Saturday, 25 November 2017

Ups & Downs

It's been an upy downy sort of time lately. Lots of excitement and enthusiasm for my craft workshop due to happen today,  followed by despondency and disappointment as I started to realise I didn't have enough people for it to be viable and so reluctantly cancelled it :-(

 But I am nothing if not resilient. After a moment of feeling sorry for myself I dusted myself off, sought feedback from family, friends and anyone else who was willing to listen, and decided to take my concept back to drawing board.  I WILL bring wool into peoples lives and their lives WILL be enriched :-) I'm just not sure exactly how at the moment...so watch this space..

In the meantime I have Christmas Floating Market to prepare for and another workshop planned in collaboration with Kara of Herd Thyme.


All the recent planning I've been doing for workshops has had me thinking about my own crafting journey. When I am at my parents I sleep under this quilt.


I pieced and stitched this together as I was going through my Counselling training. It's lovely to have this reminder of such a rich and important stage of my life and I am very grateful.  To me it is a reminder of how I've got to this point, what has inspired and motivated me and how I'm still creating 10 years on. 

It also reminds me to have patience with the knowledge that it takes a lot of little individual stitches to make something special x

Saturday, 18 November 2017

Attempting Mindfullness and a Request...

So things are hotting up and I'm starting to get quite busy with workshops and making for the Christmas Floating Market. 

This is the perfect opportunity for me to practice my 'Not Getting Stressed' pledge to myself. It's very easy during busy times, especially if there's lots of planning involved, to mentally 'rush ahead' and start ticking off days. To combat this every time I notice I'm starting to worry about 'Not Having Enough Time' or thinking about 'How Many Days Left Until' I stop and take note of my surroundings. With a deep breath I try to notice the beauty in the changing seasons or calm myself with spinning or other craft. 

This is my attempt at Mindfullness. Worrying and stressing doesn't give you more time (in fact it does the opposite) and it doesn't help in any way at all so I've decided to just not do it any more and instead Trust...there will be enough time and it will all be ok.

So, with that in mind today I am noticing the warmth of the burner and the sound of rain on the roof while I immerse myself in carding and spinning the softest alpaca, with extra sparkles for good cheer.  (Oh...and paying a teenager an extortionate rate to do the washing up gained me a couple of extra wool making hours)

I was meant to be posting some sneaky peaks of things that are made and ready for the market but the weather is just too gloomy for photography.  Instead I'd like to mention another project I'm working on which is a training course for professionals on the importance of crafting in people's lives, how it aid's wellbeing and contributes to recovery.  I'd really like to include people's own experiences of this so if any one would like to share their story with me I'd be ever so grateful.  You can email me on woollycraftwonders@gmail.com and all information will be confidential. 

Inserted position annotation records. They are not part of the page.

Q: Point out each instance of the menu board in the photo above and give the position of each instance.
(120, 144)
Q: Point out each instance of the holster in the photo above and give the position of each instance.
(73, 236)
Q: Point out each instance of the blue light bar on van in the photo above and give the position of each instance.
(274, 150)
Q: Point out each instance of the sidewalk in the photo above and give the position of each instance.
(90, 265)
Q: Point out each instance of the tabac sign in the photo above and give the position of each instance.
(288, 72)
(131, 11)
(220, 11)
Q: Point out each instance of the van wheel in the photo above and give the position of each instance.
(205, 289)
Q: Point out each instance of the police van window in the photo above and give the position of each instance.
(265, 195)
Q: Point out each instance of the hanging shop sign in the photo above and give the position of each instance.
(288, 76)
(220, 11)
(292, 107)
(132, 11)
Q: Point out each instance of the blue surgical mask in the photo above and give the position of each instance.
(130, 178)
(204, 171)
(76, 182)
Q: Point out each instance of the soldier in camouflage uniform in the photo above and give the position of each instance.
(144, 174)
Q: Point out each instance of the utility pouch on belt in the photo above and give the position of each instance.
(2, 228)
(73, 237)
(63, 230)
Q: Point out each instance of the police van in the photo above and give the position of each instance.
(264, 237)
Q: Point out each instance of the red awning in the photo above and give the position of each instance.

So for now....don't worry, be happy....Happy Crafting x

Moon rise...a moment to be immersed in :-)


Thursday, 2 November 2017

Busy On!



Today I really needed to get a busy on. In preparation for my next Woollycraft event Spin a Yarn & Weave a Tale I needed to make some drop spindles.

Now, a drop spindle is essentially a stick with a weight (a whorl) and is the simplest way to spin since time began. I made my whorls from air drying clay and decorated them with marks, beads and indentations.


The interesting thing I noticed today was how I sometimes 'put off' the creative process, distracting myself with my phone, the washing up, putting things away. 



It happens at other times, especially when I have lots of spinning on the go. There's different reasons for different times.  

Sometimes it's putting off the pleasure, deferring the enjoyment or reward. 
Sometimes I'm all scattered and distracted and need to sit down to spin to order my thoughts.  

Today I noticed I was reluctant to start out of nerves. It's not my usual method or material.  But also,  these will be used for a morning of spinning and story telling in the Thyme Herd Tipi field. I kept thinking will they work? will they be worthy? will what I'm making and putting my energy into stand the test of use?  The greatest pressure we ever face is the pressure we put on ourselves.

In the end I just had to get on and with some gentle background music I soon got into my groove.  



These now are drying by the fire then need a couple of coats of varnish and the sticks attached.




They were made with intent and care so I really hope they do inspire and encourage a new cohort of spinners. There can never really be enough.








The change of seasons....sometimes I start the worry of the onset of Winter in August. The cold, the mud, wet, dark months. Can I really do another? It's usually a fleeting moment and a reminder to most the most of the light.

The clocks have changed and the darkness is here. Out of all the inconviences of Winter the lack of light is probably the most difficult to bear. 

 But in reality, as Winter slowly creeps up on me I welcome the change and remember that the cold, the mud, wet, dark months are a time for blankets, and fires, and eating and staying in and anyway Mercy looks even more beautiful by candlelight.

So I wish you all a belated Sahmain and hope you feel warm and safe and fed where ever you are.